With the door to an outright removal of Powell appearing to be closed, and with opposition to that course within the top levels of the administration—Treasury Secretary Scott Bessent is against it because of the turbulence it would cause—attention has been directed to finding another route.

This was suggested by Trump last week when he suggested that major overruns on the $2.5 billion renovation of the Fed headquarters could provide a “cause” for Powell’s removal.

This course of action is also on shaky ground because having “cause” is generally regarded to pertain to malfeasance—that is, intentional wrongdoing by a public official. It might well be argued that if a cost overrun is “cause” for removal, then no public official is safe.

But such is the intensity of the opposition to Powell, and the insistence that interest rates must come down, that the campaign over the Fed renovations has been stepped up.

Today, the Fed is allowing top aides to Trump—including his Deputy Chief of Staff James Blair—to tour the construction site.

An article in the New York Times noted: “Mr Blair was recently appointed to a little-known planning board responsible for reviewing the Fed’s renovation plans, suggesting the administration sees the central bank’s project as a potential avenue to undermine Mr Powell.”

Others are going further. Florida House Representative Anna Paulina Luna has formally referred Powell to the Justice Department for criminal investigation for allegedly misleading Congress over the Fed building renovation project.

Luna, who last week following a meeting with Trump said the firing of Powell was “imminent” and she had heard this from a “very serious source,” said Powell had made “materially false claims” during testimony on June 25.

“Chairman Powell knowingly misled both Congress and executive branch officials about the true nature of a taxpayer-funded project. Lying under oath is a serious offense—especially from someone tasked with overseeing our monetary system and public trust,” she said on social media platform X.
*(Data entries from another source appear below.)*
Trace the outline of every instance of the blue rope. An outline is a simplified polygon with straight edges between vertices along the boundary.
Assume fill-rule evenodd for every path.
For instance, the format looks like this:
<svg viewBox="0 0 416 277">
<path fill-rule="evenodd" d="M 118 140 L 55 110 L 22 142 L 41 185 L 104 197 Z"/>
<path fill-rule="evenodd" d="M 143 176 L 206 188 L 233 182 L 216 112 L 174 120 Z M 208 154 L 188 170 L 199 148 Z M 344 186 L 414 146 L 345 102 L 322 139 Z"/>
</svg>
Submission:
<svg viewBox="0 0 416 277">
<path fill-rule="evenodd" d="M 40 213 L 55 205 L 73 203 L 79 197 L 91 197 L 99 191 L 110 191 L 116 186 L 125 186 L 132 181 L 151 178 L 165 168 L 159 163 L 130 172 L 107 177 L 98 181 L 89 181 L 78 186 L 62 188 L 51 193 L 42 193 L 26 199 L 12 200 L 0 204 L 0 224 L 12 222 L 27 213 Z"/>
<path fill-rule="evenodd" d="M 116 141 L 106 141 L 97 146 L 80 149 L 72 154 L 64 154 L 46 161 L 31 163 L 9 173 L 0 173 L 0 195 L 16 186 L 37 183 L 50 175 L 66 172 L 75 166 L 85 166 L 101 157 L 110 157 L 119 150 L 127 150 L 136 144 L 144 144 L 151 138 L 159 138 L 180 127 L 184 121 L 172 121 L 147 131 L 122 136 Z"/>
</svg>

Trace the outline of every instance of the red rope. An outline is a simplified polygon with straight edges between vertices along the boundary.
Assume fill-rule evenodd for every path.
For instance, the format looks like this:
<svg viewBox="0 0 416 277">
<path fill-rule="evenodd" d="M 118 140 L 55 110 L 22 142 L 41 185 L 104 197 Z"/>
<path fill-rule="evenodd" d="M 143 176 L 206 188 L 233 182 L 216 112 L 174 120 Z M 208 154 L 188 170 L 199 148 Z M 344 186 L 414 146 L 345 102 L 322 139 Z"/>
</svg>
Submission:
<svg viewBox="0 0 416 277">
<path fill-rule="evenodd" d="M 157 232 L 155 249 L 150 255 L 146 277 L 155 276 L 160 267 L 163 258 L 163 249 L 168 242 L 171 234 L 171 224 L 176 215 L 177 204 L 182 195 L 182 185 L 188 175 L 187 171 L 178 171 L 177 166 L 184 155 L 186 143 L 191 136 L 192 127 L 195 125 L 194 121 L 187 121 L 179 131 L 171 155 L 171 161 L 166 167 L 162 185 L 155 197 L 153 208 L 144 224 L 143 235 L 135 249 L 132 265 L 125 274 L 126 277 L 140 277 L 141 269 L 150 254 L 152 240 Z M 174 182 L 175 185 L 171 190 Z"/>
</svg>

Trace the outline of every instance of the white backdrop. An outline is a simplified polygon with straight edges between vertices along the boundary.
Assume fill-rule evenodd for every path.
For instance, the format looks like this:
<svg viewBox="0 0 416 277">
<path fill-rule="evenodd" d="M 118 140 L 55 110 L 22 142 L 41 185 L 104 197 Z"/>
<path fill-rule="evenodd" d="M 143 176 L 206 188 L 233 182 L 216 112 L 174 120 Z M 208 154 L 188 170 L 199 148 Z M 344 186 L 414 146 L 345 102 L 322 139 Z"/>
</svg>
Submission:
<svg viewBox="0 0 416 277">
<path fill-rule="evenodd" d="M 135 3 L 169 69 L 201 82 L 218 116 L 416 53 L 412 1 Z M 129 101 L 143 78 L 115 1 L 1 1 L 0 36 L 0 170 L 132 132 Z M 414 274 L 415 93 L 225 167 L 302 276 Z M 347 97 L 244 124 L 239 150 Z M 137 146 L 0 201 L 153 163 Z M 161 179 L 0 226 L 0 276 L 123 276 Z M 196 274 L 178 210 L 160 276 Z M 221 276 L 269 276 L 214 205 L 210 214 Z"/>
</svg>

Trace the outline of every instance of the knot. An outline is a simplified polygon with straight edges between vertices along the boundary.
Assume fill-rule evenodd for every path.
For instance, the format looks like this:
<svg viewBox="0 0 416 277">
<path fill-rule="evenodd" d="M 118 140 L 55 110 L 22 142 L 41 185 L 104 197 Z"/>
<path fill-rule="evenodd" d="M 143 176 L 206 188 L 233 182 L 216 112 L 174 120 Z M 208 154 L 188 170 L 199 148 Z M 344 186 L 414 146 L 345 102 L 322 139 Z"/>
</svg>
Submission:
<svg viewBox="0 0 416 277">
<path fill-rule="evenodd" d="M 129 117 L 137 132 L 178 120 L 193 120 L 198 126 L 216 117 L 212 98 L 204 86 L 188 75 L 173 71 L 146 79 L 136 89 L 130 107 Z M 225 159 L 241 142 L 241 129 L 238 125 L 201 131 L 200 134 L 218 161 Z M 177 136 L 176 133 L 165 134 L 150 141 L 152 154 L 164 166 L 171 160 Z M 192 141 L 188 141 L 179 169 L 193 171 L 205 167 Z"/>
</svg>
The request for the investigation was set out in a letter to Attorney General Pam Bondi. How far it might go remains to be seen—it depends on whether Trump decides that he should override opposition within his administration and seize on it.

But the ongoing issue of the Fed renovations and the efforts to find “cause” against Powell point to the tensions and divisions within the ruling class.

On Tuesday, the Murdoch-owned Wall Street Journal intervened with an editorial titled “The Lunacy of Lawfare Against the Fed.” It noted that for weeks agitators within the Trump administration had flogged the Fed over office renovation as a pretext to harass Powell.

“Now comes the lawfare, with a criminal perjury referral against Mr Powell to the Department of Justice from a Member of Congress. How low can this crowd go?”

The editorial went on to reference the wider issues of concern within powerful sections of the ruling class—that removing the independence of the Fed and making its chair subject to the dictates of the president would undermine the stability of the US financial system.

“Whatever Mr Powell’s rhetorical inexactitude, it’s madness to create a new precedent for prosecuting officials for policy disagreements. Doing so is the road to the hyper-politicized monetary policy you’d expect in Argentina.”

The Journal’s intervention is significant, as it is another indication of the divisions within the ruling class that are being fought out on a number of fronts.

It has opposed Trump’s tariff war against the world because it undermines the capacity of the US to form an alliance directed against the main enemy—China.

And it has played a key role in reigniting the Jeffrey Epstein affair publishing, against Trump’s intervention and a threatened $10 billion lawsuit, details of his close relationship with Epstein.

The splits and conflicts within the ruling class, not least over the role of the Fed, are not personal disputes. They are an expression of the deepening crisis of American capitalism and the global capitalist system as a whole, posing the necessity and opportunity for the working class to intervene politically in the fight for a socialist program.